The Importance Of A Horse Purchase Agreement

By Laura Wallace


The town of Dedham, Massachusetts, was settled in 1635, and Massachusetts is one of the thirteen original colonies that eventually became the United States of America. The town was founded based on strong Christian values. In 1636 at the first town public meeting, a covenant was signed that stated in part, that if differences were to arise between the townsmen, they would agree to find resolution through arbitration and that each would agree to pay their respective share for the common good. Almost three hundred eighty years later, these same values are evident in any horse purchase agreement, a common occurrence in this Eastern New England town.

Selling a horse is different than selling a car or other common goods. There is often an emotional bond between the equine and its owner. Even people who breed horses for a living can become attached to the animals in their care. Other owners may need to sell an equine for financial reasons, but the selling may be done with a sense of loss.

It makes good business sense to have the contract of sale written by an attorney familiar with equine law in Dedham. Years ago, certainly before automobiles became the preferred method of transportation, the job of being a horse trader was not well respected. They gained a reputation for being something less than honest by selling horses without full disclosure. In society today, a used car salesman may be looked upon with the same disdain.

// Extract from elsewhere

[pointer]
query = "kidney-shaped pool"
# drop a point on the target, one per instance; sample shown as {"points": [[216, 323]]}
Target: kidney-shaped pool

You should consult an attorney to be certain, but there are a few fundamental elements that should be in an equine purchase agreement. There should be a complete description of the animal being sold. The description should include the breed, age, gender, registration, markings and perhaps the ancestry if relevant to the contract.

The purchase price for an equine can be beyond the means of a buyer to pay at the point of sale. Installment agreements are not uncommon. If there is a installment payment plan, full information about the repayment plan should be included in the contract. This information should include, but may not be limited to, date payments are due, interest rate charged, the amount of each payment, late payment penalties and detailed information regarding the location of the recipient of the payments.

There should be a clause in the contract that makes it clear what will happen if the buyer fails to meet their obligation to pay. The exact terms of this clause would be subject to discussion. For example, both parties must agree exactly what constitutes a failure to pay and the subsequent right of the seller to take possession of the equine.

If for some reason, the buyer is dissatisfied with the quality or performance of an equine, it is customary that it is the responsibility of a seller to collect the equine and to do so at his or her own expense. Another important contract element is to clearly state when the risk of loss is transferred. In other words, at what time does the buyer take responsibility for the death or other loss of an equine.

All negotiation must take place before the contract is signed. After the contract has been executed and the terms agreed to by both parties, negotiation is over. Read the contract carefully and have your attorney review it to make sure your interests are protected. Sign the agreement only after you are certain that you agree with the terms.